- Summit depth: 420 metres (1,380 ft)

Location
- Coordinates: 25°11′S 129°23′W﻿ / ﻿25.183°S 129.383°W

= Bounty Seamount =

Seamount in the Pacific Ocean near Pitcairn Island

Bounty Seamount is a seamount in the Pacific Ocean, which reaches a depth of 420 m or 450 m. It is about 3950 m high.

== Geology and geomorphology ==

The seamount is part of a group of seamounts about 100 km away from Pitcairn Island, which includes several small seamounts and the large Adams Seamount. These seamounts were discovered in 1989.

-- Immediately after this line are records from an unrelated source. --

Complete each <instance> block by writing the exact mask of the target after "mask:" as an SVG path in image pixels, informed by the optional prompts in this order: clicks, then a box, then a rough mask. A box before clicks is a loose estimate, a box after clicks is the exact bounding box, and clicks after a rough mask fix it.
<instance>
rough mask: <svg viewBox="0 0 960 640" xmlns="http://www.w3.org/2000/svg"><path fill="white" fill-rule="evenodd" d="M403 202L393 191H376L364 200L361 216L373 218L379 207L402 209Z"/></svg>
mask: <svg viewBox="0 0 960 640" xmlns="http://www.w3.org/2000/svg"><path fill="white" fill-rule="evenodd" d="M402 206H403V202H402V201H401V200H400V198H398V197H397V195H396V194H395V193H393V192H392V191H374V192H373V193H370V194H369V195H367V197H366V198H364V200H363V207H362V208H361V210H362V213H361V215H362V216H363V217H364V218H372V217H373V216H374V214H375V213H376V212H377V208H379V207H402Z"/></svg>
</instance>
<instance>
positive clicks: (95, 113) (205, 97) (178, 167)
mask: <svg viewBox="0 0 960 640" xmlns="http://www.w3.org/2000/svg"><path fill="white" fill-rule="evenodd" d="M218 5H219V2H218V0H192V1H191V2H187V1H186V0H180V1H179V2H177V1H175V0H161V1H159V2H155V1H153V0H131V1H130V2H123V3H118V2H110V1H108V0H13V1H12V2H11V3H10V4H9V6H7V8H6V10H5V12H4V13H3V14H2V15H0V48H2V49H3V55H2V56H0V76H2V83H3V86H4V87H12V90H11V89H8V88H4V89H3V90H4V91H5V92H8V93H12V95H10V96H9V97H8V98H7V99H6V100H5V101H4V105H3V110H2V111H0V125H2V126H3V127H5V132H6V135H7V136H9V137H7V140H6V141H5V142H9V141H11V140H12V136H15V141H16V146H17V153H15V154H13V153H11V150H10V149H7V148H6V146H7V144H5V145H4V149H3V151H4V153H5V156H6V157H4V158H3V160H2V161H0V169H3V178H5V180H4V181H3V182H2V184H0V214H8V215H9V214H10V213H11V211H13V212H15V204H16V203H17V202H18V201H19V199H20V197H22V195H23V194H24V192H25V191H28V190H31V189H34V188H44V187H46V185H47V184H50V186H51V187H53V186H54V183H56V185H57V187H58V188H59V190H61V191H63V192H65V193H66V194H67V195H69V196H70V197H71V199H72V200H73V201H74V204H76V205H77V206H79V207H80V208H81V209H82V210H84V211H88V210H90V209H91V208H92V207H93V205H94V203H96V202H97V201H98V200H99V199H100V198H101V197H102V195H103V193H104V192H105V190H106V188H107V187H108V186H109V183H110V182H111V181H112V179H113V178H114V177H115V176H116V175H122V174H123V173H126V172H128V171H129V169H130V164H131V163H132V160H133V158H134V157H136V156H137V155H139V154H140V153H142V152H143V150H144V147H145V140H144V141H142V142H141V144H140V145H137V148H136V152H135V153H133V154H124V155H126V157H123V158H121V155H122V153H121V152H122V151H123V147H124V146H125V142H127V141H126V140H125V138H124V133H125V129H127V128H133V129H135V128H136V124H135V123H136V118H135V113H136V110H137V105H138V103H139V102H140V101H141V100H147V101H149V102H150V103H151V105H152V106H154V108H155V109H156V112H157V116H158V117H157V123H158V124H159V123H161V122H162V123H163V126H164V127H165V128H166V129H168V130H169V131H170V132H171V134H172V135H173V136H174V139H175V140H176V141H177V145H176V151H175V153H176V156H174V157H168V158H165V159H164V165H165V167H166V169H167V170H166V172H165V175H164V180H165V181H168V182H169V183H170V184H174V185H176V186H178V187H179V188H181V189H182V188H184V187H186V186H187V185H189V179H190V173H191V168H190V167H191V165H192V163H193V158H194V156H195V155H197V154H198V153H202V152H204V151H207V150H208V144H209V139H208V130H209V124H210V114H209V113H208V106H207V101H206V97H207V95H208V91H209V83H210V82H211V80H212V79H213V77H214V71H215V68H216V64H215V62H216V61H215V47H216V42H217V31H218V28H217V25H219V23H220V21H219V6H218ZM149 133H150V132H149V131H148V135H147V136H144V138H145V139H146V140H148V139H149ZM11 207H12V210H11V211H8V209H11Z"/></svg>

Bounty has a conical shape, with three summit cones and several rift zones. Pillow lavas and hyaloclastite cover its slopes, and parasitic vents can be observed as well. The volcano has a volume of about 310 km3 and has a width of 19 km at its foot. Bounty has erupted rocks with compositions of alkali basalt, trachyandesite and trachyte.

== Eruption history ==

Bounty Seamount was formed in several stages, and it could have developed over a time of 58,000 years. Alkali basalts from Bounty have been dated by potassium-argon dating to be 344,000 ± 32,000 years before present. Nevertheless, traces of recent volcanic activity and of hydrothermal venting have been found.

This hydrothermal venting manifests itself by the release of low-temperature fluids and the formation of iron-rich crusts. Temperatures of vented fluids amount to 14–19 C.